One alternative would to allow comma-separated values to represent list of values but this obscures the syntax:

{ labels: { "topology.kubernetes.io/zone" :  "zoneA,zoneB"  } } 

Yet another alternative would be using regular expressions but this has a performance penalty:

{ labels: { "topology.kubernetes.io/zone" :  "zone(A|B)"  } } 

Alternatives

Selection Functions

Pass a JS function as a selector and use it for filtering the potential targets.

In the example below the function selects pods that match a label:

import { Selector } from 'xk6-disruptor/selectors'
import { PodDisruptor } from 'xk6-disruptor'
func labelSelector (obj) {
  return obj.labels["app"] == "my-app" 
}
Cost podDisruptor = new PodDisruptor({ 
     selector: labelSelector
})

Advantages

  • Flexibility. Any selection logic can be implemented
  • Adding new criteria do not require changing the Disruptor

Disadvantages

  • Not adequate if the number of potential targets is too large (for example, all pods of a namespace)
  • Duplication of logic. Many tests may use the same common selection criteria (e.g pods by labels) that must be re-implemented each time. Users can mitigate this by creating their own libraries but this is still an additional complexity for developers. It could also be mitigated by offering these common selectors as built-in functions exported by the extension as in the example below:
import { Selectors } from 'xk6-disruptor/selectors'
import { PodDisruptor } from 'xk6-disruptor'
Cost podDisruptor = new PodDisruptor({ 
     selector: Selectors.labelSelector({app: "my-app"} ) 
})
  • Implementing complex criteria that mixes multiple selectors implies additional code. It still can be implemented by offering builtin selectors (similar to the ones defined in the Kubernetes type package) that combine other selectors
port { Selectors } from 'xk6-disruptor/selectors'
import { PodDisruptor } from 'xk6-disruptor'
const podDisruptor = new PodDisruptor({ 
     selector: Selectors.and(
               Selectors.labels({app: "my-app"} ),
               Selectors.exclude(Selectors.phase("Failed"))
})

The selector function(JavaScript) must be executed from the disruptor (golang) increasing the complexity in the implementation of the disruptor.

Pass targets to disruptors (do nothing in the API)

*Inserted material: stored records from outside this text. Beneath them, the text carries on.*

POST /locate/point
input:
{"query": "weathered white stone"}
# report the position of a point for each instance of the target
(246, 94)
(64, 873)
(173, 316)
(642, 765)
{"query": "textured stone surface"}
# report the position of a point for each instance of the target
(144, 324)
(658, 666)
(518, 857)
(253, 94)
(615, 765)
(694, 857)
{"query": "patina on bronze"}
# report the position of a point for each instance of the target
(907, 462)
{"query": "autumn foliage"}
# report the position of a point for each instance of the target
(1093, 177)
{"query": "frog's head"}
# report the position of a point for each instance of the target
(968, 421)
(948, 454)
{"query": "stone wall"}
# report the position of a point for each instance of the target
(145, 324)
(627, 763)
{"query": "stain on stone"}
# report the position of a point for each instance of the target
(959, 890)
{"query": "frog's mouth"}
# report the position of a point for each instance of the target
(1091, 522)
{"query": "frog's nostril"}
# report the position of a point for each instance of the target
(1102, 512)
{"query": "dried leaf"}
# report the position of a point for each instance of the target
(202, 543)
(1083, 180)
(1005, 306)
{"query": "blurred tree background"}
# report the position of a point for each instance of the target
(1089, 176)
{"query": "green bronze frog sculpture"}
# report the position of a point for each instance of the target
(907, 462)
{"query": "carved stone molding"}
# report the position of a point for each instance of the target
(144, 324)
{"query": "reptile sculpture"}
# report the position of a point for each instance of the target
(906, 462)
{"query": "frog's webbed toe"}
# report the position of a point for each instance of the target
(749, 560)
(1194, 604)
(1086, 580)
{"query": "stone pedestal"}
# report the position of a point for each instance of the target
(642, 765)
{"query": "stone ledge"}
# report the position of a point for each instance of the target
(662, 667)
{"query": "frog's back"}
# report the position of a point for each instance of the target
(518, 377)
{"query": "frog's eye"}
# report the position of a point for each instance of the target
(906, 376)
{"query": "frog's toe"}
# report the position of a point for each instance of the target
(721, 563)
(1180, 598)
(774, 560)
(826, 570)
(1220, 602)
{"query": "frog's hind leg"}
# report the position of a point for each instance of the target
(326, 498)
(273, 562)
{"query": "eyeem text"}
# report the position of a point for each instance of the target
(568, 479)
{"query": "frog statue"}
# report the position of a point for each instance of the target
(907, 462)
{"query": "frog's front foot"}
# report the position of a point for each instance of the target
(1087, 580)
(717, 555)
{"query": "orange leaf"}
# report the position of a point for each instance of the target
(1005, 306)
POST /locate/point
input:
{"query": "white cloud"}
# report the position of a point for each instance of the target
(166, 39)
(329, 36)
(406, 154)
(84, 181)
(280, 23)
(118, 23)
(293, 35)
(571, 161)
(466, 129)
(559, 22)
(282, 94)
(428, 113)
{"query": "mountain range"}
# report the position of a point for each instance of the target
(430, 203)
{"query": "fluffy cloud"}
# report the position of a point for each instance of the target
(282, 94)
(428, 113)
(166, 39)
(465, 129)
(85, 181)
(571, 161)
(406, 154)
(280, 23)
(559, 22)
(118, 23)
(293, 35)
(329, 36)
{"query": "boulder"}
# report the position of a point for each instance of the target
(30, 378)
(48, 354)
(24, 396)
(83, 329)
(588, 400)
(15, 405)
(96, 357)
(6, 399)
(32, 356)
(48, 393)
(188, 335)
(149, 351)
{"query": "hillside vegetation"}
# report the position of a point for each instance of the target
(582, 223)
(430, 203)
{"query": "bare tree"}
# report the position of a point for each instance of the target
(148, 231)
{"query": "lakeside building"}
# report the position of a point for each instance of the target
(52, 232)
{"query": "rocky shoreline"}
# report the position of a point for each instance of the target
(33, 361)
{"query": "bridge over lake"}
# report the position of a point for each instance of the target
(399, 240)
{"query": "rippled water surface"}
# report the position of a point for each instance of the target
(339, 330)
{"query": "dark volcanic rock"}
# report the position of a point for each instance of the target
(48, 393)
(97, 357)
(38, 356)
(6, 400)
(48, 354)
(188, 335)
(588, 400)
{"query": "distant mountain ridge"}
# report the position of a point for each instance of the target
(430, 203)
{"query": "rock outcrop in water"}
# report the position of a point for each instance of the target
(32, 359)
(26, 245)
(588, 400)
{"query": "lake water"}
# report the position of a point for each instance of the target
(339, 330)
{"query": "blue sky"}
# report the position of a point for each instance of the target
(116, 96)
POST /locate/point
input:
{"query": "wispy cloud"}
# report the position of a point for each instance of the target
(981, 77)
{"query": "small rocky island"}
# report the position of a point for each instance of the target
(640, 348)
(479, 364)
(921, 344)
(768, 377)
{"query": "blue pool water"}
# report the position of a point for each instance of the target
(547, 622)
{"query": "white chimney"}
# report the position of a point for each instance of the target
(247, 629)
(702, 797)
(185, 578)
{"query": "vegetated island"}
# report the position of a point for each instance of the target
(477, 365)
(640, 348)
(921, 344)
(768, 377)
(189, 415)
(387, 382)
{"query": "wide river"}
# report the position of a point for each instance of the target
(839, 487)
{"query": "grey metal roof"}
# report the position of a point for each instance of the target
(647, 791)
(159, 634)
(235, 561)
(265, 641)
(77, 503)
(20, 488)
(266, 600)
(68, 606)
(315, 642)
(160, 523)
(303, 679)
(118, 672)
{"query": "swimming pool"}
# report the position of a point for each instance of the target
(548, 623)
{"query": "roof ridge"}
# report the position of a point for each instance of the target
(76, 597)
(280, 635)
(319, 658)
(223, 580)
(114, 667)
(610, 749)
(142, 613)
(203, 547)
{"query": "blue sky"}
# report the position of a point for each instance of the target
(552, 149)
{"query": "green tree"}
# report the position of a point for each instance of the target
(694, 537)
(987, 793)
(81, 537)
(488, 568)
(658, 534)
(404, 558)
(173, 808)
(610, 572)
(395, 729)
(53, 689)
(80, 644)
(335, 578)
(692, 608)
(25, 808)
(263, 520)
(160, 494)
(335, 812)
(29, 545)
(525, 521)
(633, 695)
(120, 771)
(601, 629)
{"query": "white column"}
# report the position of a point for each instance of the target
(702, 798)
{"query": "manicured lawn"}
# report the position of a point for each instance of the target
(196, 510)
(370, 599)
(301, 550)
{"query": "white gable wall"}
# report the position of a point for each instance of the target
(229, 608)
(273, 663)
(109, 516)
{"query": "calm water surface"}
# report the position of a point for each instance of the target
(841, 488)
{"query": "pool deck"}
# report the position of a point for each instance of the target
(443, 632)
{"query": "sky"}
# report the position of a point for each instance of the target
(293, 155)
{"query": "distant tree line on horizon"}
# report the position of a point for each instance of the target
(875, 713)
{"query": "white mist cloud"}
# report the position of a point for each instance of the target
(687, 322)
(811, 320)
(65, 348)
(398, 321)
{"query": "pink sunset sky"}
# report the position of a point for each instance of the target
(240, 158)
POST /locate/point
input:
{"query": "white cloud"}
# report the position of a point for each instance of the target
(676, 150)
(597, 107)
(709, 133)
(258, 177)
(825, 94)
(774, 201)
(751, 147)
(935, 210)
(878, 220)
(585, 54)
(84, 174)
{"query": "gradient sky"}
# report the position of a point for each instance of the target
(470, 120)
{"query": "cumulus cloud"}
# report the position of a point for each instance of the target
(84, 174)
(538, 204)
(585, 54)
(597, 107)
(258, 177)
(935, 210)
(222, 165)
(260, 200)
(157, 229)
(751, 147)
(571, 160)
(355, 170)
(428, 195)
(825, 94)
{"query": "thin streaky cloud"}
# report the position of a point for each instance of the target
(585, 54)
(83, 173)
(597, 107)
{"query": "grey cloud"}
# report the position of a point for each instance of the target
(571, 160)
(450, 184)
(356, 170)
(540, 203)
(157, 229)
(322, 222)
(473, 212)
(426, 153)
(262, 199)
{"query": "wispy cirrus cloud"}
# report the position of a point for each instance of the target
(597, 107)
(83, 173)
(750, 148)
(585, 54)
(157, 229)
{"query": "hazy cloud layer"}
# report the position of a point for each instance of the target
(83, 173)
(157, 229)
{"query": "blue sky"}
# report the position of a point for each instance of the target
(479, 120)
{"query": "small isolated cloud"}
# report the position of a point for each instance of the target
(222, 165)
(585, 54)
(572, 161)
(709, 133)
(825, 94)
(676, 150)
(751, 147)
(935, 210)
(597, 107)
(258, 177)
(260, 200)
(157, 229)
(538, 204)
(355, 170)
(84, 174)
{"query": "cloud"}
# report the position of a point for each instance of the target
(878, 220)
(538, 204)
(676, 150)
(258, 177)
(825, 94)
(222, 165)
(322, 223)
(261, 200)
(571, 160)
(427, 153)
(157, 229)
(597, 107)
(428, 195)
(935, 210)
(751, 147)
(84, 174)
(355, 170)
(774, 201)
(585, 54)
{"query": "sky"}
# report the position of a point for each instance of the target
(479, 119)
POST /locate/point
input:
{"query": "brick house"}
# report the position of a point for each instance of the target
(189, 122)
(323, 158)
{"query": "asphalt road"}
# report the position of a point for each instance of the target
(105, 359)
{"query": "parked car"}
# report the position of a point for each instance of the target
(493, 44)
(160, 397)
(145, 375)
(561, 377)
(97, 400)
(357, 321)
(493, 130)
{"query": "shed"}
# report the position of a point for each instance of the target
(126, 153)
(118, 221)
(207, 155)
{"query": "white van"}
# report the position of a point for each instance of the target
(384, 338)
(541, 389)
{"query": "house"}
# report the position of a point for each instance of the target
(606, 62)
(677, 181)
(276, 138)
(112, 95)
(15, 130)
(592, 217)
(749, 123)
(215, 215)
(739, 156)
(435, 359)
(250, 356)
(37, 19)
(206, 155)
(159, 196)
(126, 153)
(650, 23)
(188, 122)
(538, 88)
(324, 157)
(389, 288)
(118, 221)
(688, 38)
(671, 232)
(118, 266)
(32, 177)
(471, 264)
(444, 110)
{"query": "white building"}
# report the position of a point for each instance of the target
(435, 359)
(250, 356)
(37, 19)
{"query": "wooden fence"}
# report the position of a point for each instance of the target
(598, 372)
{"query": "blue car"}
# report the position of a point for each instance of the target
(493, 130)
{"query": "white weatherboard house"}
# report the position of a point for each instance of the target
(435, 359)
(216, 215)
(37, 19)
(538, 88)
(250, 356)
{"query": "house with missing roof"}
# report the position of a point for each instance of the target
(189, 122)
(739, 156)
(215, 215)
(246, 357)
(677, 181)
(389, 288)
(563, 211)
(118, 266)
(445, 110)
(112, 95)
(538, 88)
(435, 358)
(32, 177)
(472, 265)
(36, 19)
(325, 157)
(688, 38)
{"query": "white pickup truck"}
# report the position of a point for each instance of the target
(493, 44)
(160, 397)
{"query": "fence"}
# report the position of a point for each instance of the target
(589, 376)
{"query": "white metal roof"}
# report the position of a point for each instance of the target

One alternative to adding some mechanism for selecting targets to the disruptors could be passing the selected target(s) to the constructor:

import { PodDisruptor } from 'xk6-disruptor'
Import { Kubernetes } from 'xk6-kubernetes'
const k8s = new Kubernetes()

func selectPods() {
     return k8s.pods
        .list("default")
        .filter( pod => pod.labels.app == "my-app")
}
 
Cost podDisruptor = new PodDisruptor({ 
     target: selectPods() 
})

Advantages

  • Simplicity
  • Flexibility. Any selection logic can be implemented
  • Adding new criteria do not require changing the Disruptor

Disadvantages

  • Transfers to the test script the complexity of finding potential targets (e.g. list all pods that back a service)
  • Duplication of logic. Many tests may use the same common selection criteria (e.g pods by labels) that must be re-implemented each time. Users can mitigate this by creating their own libraries.

Consensus

There are many use cases to consider and users of the API may have different programming skills. The objective is therefore finding an API that makes more common cases simple and yet supports more sophisticated ones. In the regard, the consensus is to build the selector API around the attribute matching API.

However, it could also be possible to allow for extensions such as explicit listing the targets and filtering functions.